Hebei Province urges staff to assist retired employees to complete the activation of social security cards as soon as possible so that retirees can receive pensions smoothly.

In addition to Hebei, some areas in Anhui Province also distribute the pensions of people over 70 years old to social security cards with the word "UnionPay" on them.

The popularization and use of "UnionPay" social security cards can improve the efficiency of my country's unified pension payment policy, and can also save the elderly from the cumbersome and inconvenient process of actually using pensions. One card can achieve multiple types of uses.

Now the state is also encouraging everyone to replace their original social security cards with UnionPay social security cards, which not only facilitates the issuance and management of state pensions, but also facilitates the collection and use of retired employees.

Four and five categories of people can make up a one-time payment for social pension insurance. 1. Contract workers, who are temporary workers with urban household registration or business operations. If they did not participate in social security when they were young or there was an interruption in the process, they can all make up the payment.

Pension insurance.

But if you do not meet these conditions, you can only pay year by year according to the process.

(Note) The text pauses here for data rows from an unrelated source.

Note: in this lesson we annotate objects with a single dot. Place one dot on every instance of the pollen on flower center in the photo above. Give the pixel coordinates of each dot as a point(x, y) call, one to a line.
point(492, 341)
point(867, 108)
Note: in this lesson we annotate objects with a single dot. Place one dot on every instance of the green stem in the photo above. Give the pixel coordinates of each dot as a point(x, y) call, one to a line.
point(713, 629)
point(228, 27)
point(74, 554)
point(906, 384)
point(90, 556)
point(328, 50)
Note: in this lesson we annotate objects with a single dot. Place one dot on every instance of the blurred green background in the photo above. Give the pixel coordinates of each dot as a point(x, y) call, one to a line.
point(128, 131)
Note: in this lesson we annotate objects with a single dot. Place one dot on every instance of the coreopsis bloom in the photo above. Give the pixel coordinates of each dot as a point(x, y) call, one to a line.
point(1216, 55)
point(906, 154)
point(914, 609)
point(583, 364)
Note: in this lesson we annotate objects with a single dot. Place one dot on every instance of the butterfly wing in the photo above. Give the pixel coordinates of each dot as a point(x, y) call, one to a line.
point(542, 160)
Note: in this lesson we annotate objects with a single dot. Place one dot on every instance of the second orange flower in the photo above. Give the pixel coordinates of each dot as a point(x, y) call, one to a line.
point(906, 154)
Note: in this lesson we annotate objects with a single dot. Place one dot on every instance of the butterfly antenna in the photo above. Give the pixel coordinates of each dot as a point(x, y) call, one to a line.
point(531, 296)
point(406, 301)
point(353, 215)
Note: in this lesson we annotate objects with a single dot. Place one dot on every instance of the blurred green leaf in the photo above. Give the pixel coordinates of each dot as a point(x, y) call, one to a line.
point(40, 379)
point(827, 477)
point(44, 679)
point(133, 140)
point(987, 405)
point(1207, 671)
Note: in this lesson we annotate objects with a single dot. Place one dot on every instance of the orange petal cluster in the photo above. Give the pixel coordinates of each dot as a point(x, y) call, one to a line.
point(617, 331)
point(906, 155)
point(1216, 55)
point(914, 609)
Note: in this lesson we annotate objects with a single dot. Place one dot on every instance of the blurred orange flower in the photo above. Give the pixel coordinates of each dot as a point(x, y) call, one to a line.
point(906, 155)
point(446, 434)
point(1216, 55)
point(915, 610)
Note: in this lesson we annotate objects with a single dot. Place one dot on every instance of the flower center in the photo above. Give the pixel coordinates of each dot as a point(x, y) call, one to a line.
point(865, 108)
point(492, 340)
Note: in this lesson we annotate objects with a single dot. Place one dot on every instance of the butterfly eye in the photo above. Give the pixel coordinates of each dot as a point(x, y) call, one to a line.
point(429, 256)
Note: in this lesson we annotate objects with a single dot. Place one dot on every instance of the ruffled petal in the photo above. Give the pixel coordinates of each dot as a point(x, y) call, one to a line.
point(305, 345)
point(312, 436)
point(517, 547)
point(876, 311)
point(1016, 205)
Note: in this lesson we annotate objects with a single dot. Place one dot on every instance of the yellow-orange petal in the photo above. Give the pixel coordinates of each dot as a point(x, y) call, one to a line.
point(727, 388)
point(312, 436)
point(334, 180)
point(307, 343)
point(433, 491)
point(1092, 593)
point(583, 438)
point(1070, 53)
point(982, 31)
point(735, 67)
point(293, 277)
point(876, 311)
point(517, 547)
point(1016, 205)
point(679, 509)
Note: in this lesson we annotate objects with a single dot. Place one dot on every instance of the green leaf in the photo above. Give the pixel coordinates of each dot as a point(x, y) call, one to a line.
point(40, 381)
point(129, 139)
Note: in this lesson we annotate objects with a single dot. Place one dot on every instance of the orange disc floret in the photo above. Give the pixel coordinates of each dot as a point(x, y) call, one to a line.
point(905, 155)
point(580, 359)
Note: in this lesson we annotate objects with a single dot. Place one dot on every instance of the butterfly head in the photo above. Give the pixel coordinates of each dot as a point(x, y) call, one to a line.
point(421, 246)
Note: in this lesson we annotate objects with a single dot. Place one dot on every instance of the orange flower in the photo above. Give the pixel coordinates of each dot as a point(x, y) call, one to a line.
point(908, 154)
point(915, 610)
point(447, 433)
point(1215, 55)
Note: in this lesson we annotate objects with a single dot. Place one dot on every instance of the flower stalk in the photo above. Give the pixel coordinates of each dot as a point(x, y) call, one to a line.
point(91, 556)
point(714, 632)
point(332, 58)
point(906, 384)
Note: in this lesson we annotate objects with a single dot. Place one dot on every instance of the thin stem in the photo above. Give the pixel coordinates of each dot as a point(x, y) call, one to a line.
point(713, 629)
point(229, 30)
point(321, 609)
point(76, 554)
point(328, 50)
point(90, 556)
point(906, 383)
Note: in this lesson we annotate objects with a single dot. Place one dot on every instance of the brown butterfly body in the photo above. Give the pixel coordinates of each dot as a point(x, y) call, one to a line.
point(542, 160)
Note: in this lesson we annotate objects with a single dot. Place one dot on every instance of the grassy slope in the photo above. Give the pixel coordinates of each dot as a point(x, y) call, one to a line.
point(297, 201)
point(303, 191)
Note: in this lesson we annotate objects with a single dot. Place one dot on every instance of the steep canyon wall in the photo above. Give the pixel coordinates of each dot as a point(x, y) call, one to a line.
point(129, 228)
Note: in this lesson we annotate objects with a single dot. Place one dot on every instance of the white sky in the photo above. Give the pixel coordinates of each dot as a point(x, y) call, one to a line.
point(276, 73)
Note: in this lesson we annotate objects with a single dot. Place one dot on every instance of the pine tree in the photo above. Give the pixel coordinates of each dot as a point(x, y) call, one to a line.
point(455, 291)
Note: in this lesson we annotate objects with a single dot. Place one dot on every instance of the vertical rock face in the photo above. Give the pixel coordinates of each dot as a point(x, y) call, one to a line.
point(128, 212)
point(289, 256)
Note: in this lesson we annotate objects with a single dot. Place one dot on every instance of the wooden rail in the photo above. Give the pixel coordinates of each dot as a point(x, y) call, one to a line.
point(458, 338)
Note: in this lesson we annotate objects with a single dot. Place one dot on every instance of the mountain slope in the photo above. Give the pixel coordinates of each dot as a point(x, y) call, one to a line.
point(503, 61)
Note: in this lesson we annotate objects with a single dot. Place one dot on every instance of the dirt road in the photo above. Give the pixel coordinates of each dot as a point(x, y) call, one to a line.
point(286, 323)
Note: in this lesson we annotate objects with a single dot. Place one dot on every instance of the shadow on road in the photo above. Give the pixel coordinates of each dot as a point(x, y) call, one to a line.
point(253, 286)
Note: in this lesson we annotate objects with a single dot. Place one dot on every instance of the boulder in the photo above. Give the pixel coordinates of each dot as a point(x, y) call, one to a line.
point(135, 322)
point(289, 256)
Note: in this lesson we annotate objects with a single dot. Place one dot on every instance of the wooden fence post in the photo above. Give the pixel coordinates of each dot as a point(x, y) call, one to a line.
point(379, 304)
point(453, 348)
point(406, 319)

2. Those who have been fired or released after serving their sentences, are employees without public employment, and cannot be removed from public service, they can also make up social security in one go.

3. For those who do not have formal jobs, which is what we call self-employed households, as long as they are industrial and commercial households in cities and towns, they can also top up social security in accordance with national regulations.

4. The employee's resignation or wrong job transfer is caused by the fault of the employer, thus interrupting the payment of social security.

These people can also pay social security in one lump sum.

5. For older people, those who stop paying after participating in the insurance but are over 60 years old can also make up 15 years of social security in one lump sum.